Paulo Silva

Personal information
- Full name: Paulo Silva
- Date of birth: May 24, 1966 (age 60)
- Place of birth: Ipatinga, Brazil
- Position: Goalkeeper

Senior career*
- Years: Team / Apps / (Gls)
- 1984–1986: Cruzeiro
- 1987–1989: Democrata Futebol Clube
- 1990–1995: Scarborough Astros
- 1996: Toronto Supra / 10 / (0)
- 2001: Brampton Hitmen / 12 / (0)
- 2003: North York Astros / 1 / (0)

Managerial career
- 1999–2003: Toronto Lynx (goalkeeper coach/assistant coach)
- 2005: Toronto Lynx (goalkeeper coach)

= Paulo Silva (footballer) =

Brazilian footballer and manager

Paulo Silva (born May 24, 1966) is a former Brazilian footballer and manager who played in Brazil, Canada, and served on the coaching staff with the Toronto Lynx in the USL A-League.

== Club career ==
Silva played in the Campeonato Mineiro with Cruzeiro in 1984, and later signed with Democrata Futebol Clube in 1987. He was awarded the Best Player Award in 1987, and was selected State All-Star Goalkeeper. In 1990, Silva went overseas to Canada to sign with the Scarborough Astros of the Canadian National Soccer League. During his tenure with the Astros he was awarded the CNSL Goalkeeper of the Year within three years from 1990, 1991, and 1993. In 1995, he helped Scarborough finish first in the League Cup standings and reached the cup finals but lost the title to St. Catharines Wolves in a penalty shootout. He was also selected to the CNSL All-Star team that faced Parma in 1995.

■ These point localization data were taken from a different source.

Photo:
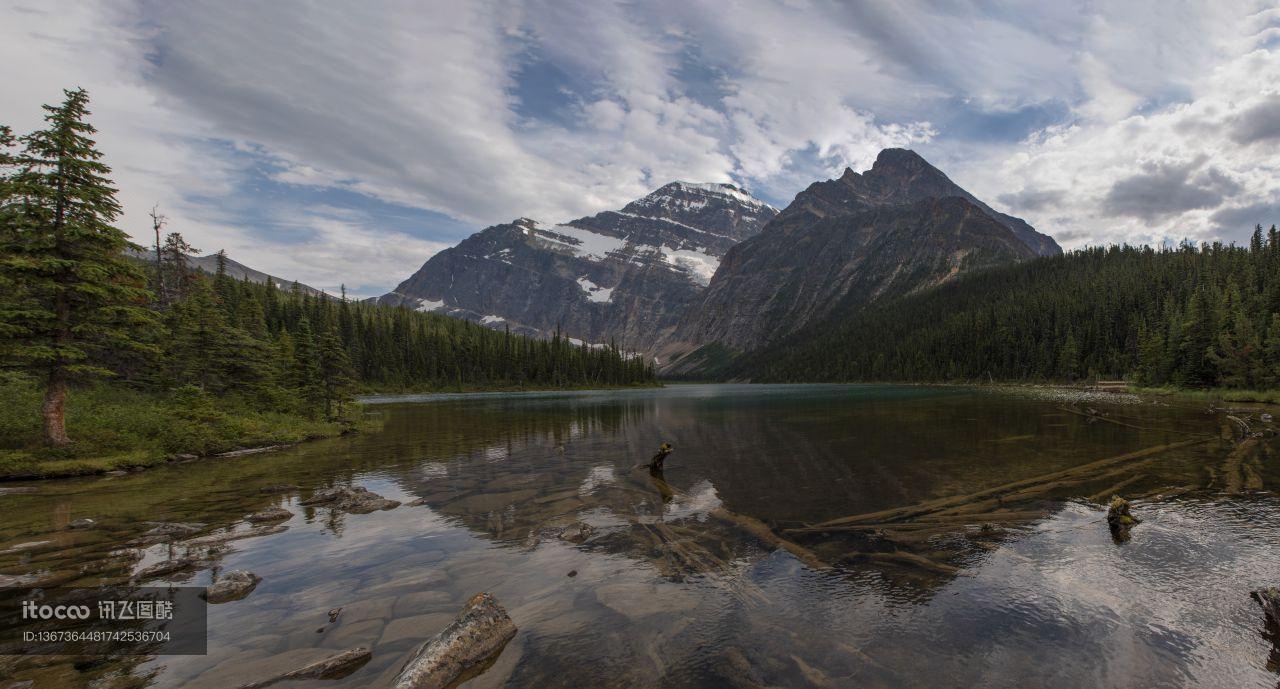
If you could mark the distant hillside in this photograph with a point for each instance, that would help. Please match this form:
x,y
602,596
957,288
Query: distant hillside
x,y
236,269
621,275
1192,316
900,227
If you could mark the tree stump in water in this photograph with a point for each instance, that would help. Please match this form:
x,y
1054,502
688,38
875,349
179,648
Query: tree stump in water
x,y
656,462
1120,519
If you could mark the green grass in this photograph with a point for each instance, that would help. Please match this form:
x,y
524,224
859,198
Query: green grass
x,y
1215,395
114,427
467,387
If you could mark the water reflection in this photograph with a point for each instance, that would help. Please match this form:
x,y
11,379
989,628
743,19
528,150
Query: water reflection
x,y
964,534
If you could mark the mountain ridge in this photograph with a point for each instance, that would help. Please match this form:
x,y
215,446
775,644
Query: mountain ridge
x,y
620,275
899,227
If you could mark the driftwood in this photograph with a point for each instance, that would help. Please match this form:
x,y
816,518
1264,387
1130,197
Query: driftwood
x,y
1239,470
462,649
1083,473
333,667
1120,519
656,462
1119,423
251,451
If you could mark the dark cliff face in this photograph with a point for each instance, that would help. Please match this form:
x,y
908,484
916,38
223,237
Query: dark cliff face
x,y
899,227
624,275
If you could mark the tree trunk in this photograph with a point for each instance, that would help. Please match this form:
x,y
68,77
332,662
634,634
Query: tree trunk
x,y
55,419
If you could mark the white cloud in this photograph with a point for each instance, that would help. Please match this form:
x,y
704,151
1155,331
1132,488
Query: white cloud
x,y
419,106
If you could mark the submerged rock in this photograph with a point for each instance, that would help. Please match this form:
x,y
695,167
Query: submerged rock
x,y
163,567
161,532
1120,519
1270,601
333,667
223,538
577,533
356,500
232,585
461,649
272,514
278,488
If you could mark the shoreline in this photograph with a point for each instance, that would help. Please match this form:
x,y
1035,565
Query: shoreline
x,y
141,459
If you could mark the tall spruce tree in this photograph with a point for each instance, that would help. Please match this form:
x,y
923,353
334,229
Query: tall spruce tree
x,y
78,296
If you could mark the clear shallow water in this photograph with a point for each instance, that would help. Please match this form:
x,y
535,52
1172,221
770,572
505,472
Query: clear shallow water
x,y
670,594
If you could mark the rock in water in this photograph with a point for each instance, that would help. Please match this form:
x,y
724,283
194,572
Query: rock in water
x,y
461,651
1270,601
1120,519
233,585
272,514
169,530
163,567
356,500
577,533
333,667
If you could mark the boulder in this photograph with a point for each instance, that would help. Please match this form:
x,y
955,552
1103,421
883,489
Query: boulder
x,y
270,514
356,500
163,532
1120,519
461,649
164,567
1270,601
577,533
232,585
278,488
213,541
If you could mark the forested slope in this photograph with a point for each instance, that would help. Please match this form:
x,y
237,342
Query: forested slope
x,y
1192,316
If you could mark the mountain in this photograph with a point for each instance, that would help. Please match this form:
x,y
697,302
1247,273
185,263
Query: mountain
x,y
624,275
900,227
236,269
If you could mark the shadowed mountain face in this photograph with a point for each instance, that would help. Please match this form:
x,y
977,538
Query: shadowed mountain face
x,y
624,275
899,227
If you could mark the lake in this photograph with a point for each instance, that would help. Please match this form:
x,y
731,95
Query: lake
x,y
799,535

He signed with league rivals Toronto Supra for the 1996 season. For the second consecutive season, he was named to the CNSL All-Star team, and played against Toronto Italia, which included Diego Maradona. In 2001, he came out of retirement to play to newly expansion franchise the Brampton Hitmen of the Canadian Professional Soccer League. Silva would also make an appearance in 2003 with the North York Astros on September 10, 2003, in a match against Toronto Croatia. He re-signed with North York for the 2004 season.

== Managerial career ==
In 1998, he was named the goalkeeper coach for Toronto Lynx under head coach Peter Pinizzotto. He also served as an assistant coach, and team scout in the 1999 season. In 2005, he returned to the Toronto Lynx as a goalkeeper coach under Hubert Busby Jr. He was also the technical director for the Toronto Eagles Soccer Academy in 2005. In 2021, he joined the Genesis Football Academy staff as the goalkeeper coach.